Police on course to tackle wildlife crime

Cambridge, UK, 20th March 2008—Indonesian National Police (INP) have undertaken special training in how to detect and arrest the organized criminal syndicates looting Indonesia’s forests. 

Police officers joined Forestry and Customs officers on intensive Wildlife Crime Investigation and Wildlife Trade Regulation Courses to learn about topics including surveillance, criminal profiling and interviewing suspects, effective raid and arrest procedures, wildlife smuggling routes, and regulations relating to wildlife trade.

Police officers across Asia have received practical training in tackling wildlife crime 

“Indonesia’s biodiversity and natural resources are under serious threat from wildlife smugglers and illegal loggers.

“We are heartened by the receptiveness of the Indonesian enforcement authorities to the training courses, as part their effort to combat illegal wildlife crime under ASEAN-WEN” commented Azrina Abdullah, Director of TRAFFIC Southeast Asia. 

Second only to Brazil in richness of biodiversity, Indonesia is a global hotspot for trade in wild plants and animals, but its forests are under serious threat from illegal and unregulated logging. 

The enforcement training programmes were developed by the ASEAN-WEN Support Program, in close consultation with the Indonesian enforcement authorities and supported by US government wildlife law enforcement officers, TRAFFIC, the wildlife trade monitoring network, and Wildlife Alliance.

Meanwhile this week in Bangkok, Thailand, police officers from 13 ASEAN and non-ASEAN countries and territories took part in a seminar on wildlife crime under the auspices of ASEAN-WEN, as part of a series of training programmes and seminars to increase wildlife law enforcement capacity throughout the region.

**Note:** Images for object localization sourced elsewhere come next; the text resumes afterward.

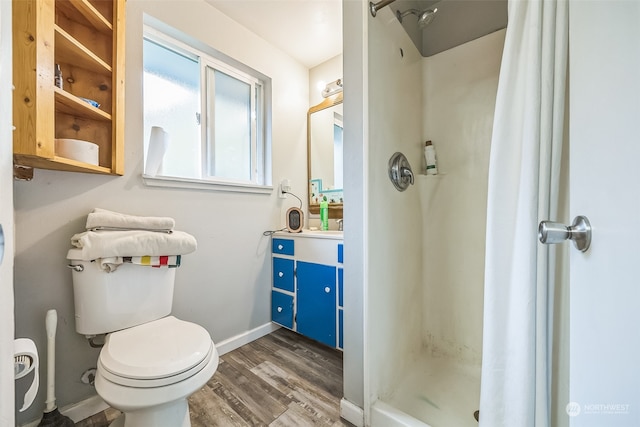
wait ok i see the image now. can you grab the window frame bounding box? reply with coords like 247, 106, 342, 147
141, 20, 272, 194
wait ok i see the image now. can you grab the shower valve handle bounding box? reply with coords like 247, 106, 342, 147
538, 215, 591, 252
401, 166, 414, 185
388, 152, 415, 192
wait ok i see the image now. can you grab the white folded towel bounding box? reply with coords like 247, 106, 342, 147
70, 230, 196, 261
86, 208, 175, 232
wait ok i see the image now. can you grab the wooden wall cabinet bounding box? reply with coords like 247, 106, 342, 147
13, 0, 125, 175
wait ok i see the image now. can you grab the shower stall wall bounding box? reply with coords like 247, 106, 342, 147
363, 6, 505, 426
365, 3, 425, 408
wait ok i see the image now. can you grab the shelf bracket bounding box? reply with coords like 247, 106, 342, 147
13, 164, 33, 181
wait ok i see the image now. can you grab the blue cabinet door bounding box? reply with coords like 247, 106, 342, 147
338, 267, 344, 308
271, 291, 294, 329
338, 309, 344, 350
296, 261, 336, 348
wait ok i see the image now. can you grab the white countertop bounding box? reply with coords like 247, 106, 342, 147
274, 229, 343, 240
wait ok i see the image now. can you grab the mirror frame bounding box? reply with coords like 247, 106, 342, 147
307, 92, 343, 219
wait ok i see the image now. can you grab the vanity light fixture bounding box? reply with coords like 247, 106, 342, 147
322, 79, 343, 98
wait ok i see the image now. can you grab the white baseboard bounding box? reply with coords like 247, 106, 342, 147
20, 394, 109, 427
215, 322, 280, 356
341, 398, 365, 427
63, 394, 110, 422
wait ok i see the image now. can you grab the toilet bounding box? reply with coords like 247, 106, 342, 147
67, 249, 219, 427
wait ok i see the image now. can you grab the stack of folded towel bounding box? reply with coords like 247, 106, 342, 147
85, 208, 176, 232
70, 208, 197, 272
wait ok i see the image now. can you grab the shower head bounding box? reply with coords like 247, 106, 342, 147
396, 7, 438, 29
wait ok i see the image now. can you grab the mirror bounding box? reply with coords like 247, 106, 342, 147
308, 92, 343, 218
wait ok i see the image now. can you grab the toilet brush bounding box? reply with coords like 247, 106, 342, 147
38, 310, 74, 427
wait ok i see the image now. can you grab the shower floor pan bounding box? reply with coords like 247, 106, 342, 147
372, 353, 481, 427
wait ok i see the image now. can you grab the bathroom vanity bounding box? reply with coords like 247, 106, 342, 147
271, 231, 344, 349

ASEAN-WEN is the world’s largest wildlife law enforcement network, comprising enforcement officers from Brunei Darussalam, Cambodia, Indonesia, Lao PDR, Malaysia, Myanmar, Philippines, Singapore, Thailand and Viet Nam. The United States and China are also co-operating with ASEAN-WEN. TRAFFIC and Wildlife Alliance, via a cooperative partnership with USAID, provide technical assistance to government agencies implementing ASEAN-WEN.